The influx of illegal immigrants crossing the Rio Grande River into Texas is a serious concern for the Texas International Produce Association, according to Dante Galeazzi, the group’s CEO and president. His office is in Mission, TX, a few miles from that famous river.

Galeazzi on Aug. 21 responded in writing to related questions from 

The influx of migrants “not in the least” does anything to improve South Texas’ ag labor needs.

“Under the asylum rules, most entries are not permitted to work while they wait for their court dates, which are 24-36 months out. Recently, a pilot program in the Humanitarian Parole Program has issued some work authorizations, but it’s under very specific terms for select candidates. Further, most of the migrants entering South Texas are being relocated to stay in other major cities or with family outside of the immediate area. In terms of agriculture, we’ve become more of a pass-through rather than a starting point for foreign workers seeking U.S. employment opportunities.” 

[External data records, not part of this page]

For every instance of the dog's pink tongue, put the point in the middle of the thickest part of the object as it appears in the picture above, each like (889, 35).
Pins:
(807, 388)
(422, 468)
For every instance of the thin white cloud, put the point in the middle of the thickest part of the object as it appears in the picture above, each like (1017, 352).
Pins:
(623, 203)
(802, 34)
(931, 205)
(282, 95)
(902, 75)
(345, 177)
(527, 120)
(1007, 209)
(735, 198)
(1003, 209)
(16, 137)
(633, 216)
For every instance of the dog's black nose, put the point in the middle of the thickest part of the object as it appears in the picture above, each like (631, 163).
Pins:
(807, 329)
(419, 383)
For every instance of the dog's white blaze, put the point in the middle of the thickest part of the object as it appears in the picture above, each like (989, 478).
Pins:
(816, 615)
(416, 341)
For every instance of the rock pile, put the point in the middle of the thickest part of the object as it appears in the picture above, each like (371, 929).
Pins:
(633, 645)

Texas International Produce Association (TIPA) is exploring “many different employment options, and promoting nearly every immigration bill that comes up in D.C., as well as some more novel solutions – like allowing states to create their own foreign-worker programs for asylum seekers waiting for their hearings.”

TIPA has supported the HIRE Act, the Dignity Act, Farm Workforce Modernization Act and a number of other bills. “Yes, we recognize each bill has some elements that could be improved… but we hear our Texas farmers telling us every day about their labor shortages so we join many efforts that could bring additional workers to the industry.”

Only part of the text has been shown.